Porém, ao mesmo tempo afastando uma abordagem essencialista e trazendo a identidade como um lugar que se toma socialmente, um lugar assumido em decorrência do contexto e da posição, veremos, primeiro, que a identidade é mais adequadamente tratada no plural, identidadeS, e, segundo, que a identidade não pode ser apartada do meio social, ainda que se refira a apenas um ser humano. Assim, as identidades podem corresponder a diversas posições de um sujeito num dado contexto social e segundo as relações travadas com outros sujeitos, outras culturas e/ou outros meios, enfim com o Outro. Assim, a melhor rima de “identidade” é com “diversidade”.

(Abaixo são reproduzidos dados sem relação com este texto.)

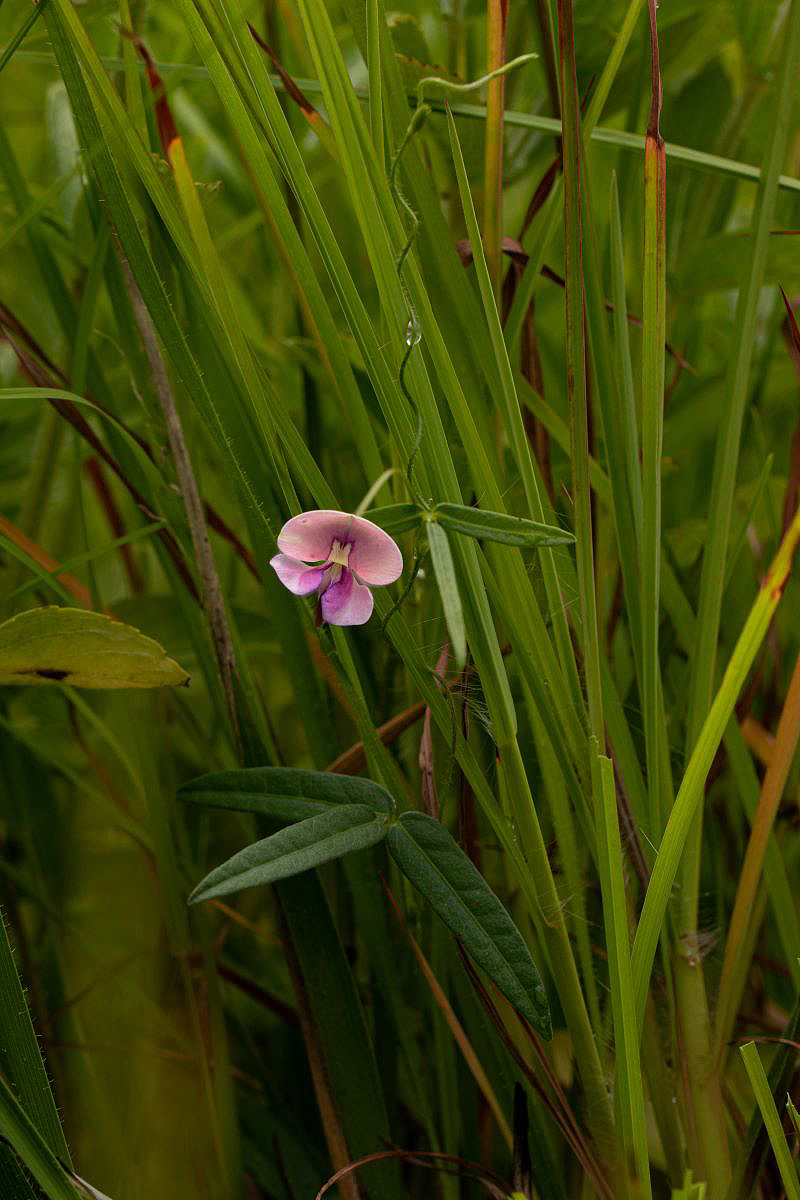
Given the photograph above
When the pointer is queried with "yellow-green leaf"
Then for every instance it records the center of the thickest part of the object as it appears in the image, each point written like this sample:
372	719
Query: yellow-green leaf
85	649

Depreende-se desse entendimento, por uma lado, que é pela fricção aos outros, portanto à diferença, que nossa identidade se constitui e se manifesta, e, por outro, que a diversidade e a pluralidade integram a identidade, ou melhor, as identidades do humano. Nessa fricção, o meio social exerce papel importante para a formação-performance das identidades, na medida em que nosso imaginário é delas impregnado, e que são transmitidas, fundamentalmente, por meio da cultura. A identidade pode ser um conjunto de traços distintivos, o que nos diferencia dos outros como pessoa, assim como um conjunto de traços conformadores do “idêntico”, o que nos caracteriza como membro de dado grupo social. Como também ela pode se constituir como um conjunto de elementos diferenciadores de um grupo (em relação a outros grupos), elementos estes em relação aos quais as pessoas se

identificam, nos quais se reconhecem, por gerarem sentidos (positivos) e um sentimento de pertença. É nesse último aspecto que nos ateremos ao tratar da coletividade acadiana, não sem antes delimitar os contornos de “identidade”, partindo da noção de identidade cultural pós- moderna proposta por Stuart Hall (2005).

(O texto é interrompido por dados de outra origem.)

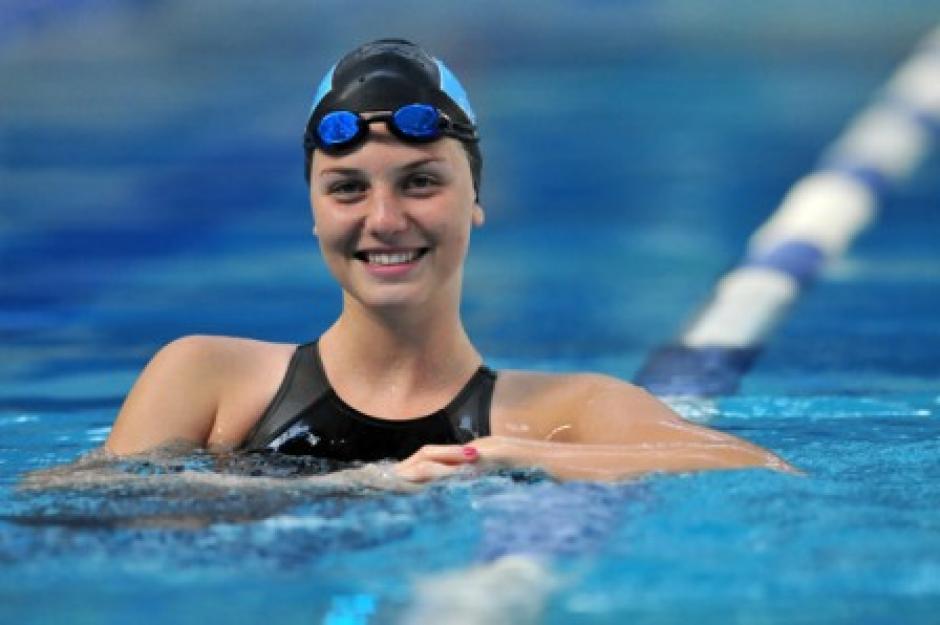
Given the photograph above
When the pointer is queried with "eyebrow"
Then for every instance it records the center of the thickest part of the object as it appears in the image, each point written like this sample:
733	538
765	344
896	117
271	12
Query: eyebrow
352	171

Desse modo, intrinsecamente vinculada ao contexto social, a identidade seria definida pelo conjunto de papéis que desempenhamos, além de ser determinada pelas condições sociais decorrentes da produção da vida material. Assim, é na batalha do dia-a-dia que as identidades se forjam, através dos múltiplos contatos sociais, conforme a localização das pessoas ou grupos em termos cronológicos e espaciais. A identidade pode ser vista como um espaço de tensões e negociações engendradas nas inter-relações com outros modos de ser e (sobre)viver, outras maneiras de (se) representar, outras culturas.

A crise de identidade na pós-modernidade, gerada sobretudo pela globalização “glocalizante” e seus efeitos assimétricos no globo terrestre, fez da identidade um espaço de

pouso-em-travessia e/ou de parada-em-passagem, mas raramente de repouso, enraizamento

ou ancoragem. Um espaço cambiante de trânsitos e correspondências (aéreas, aquáticas ou terrestres), embora isso possa ser mitigado pelas reações desencadeadas, também, pelo medo da assimilação ocidentalizante, materializadas nos fundamentalismos.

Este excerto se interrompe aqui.